An earlier McPherson collection of solos, “This Lime Tree Bower,” opens next month at off-Broadway’s Primary Stages. There, no ghosts, no supernatural encounters. The monologues read like punk Brian Friel--highly energetic, lots of drinking, puking, shagging, drinking and puking. Only the general alcohol intake links them to the deceptively cozy world of “The Weir.”

Director Ian Rickson’s staging is excellent--fully, easefully inhabited by the London West End cast. Coyle’s taciturn barkeep comes in first among equals, his inflections adding just the right undercurrent of suspense. (In his case, the suspense has everything to do with the presence of Fairley’s grave but vital Valerie.) Everything’s dwarfed by the drab olive-gray walls of scenic designer Rae Smith’s grubby little pub.
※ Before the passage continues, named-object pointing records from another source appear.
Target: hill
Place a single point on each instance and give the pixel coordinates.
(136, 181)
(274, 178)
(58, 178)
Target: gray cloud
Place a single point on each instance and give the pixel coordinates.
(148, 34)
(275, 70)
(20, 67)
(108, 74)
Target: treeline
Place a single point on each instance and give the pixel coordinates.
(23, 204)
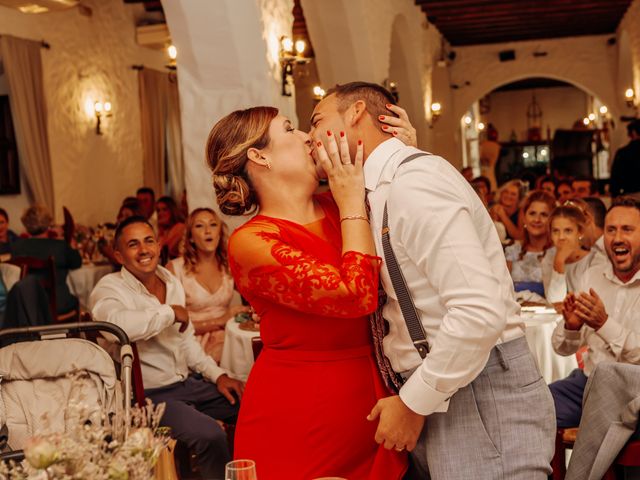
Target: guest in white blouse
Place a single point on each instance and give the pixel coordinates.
(203, 270)
(603, 312)
(524, 257)
(566, 262)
Perhaps Broadway has encouraged the actors to stretch out. Director Rickson allows his ingratiating ensemble to get away with a wee bit of murder: The pacing’s extremely leisurely, every exchange mined for full value, to the point where you wouldn’t mind a few more throwaway moments. In between the big stories, McPherson writes his share of offhanded banter; why not treat it as such? Besides, the text can’t support much in the way of Meaning. The stories in “The Weir” should sneak up on us. McPherson’s barkeep is right. It’s a good little tale.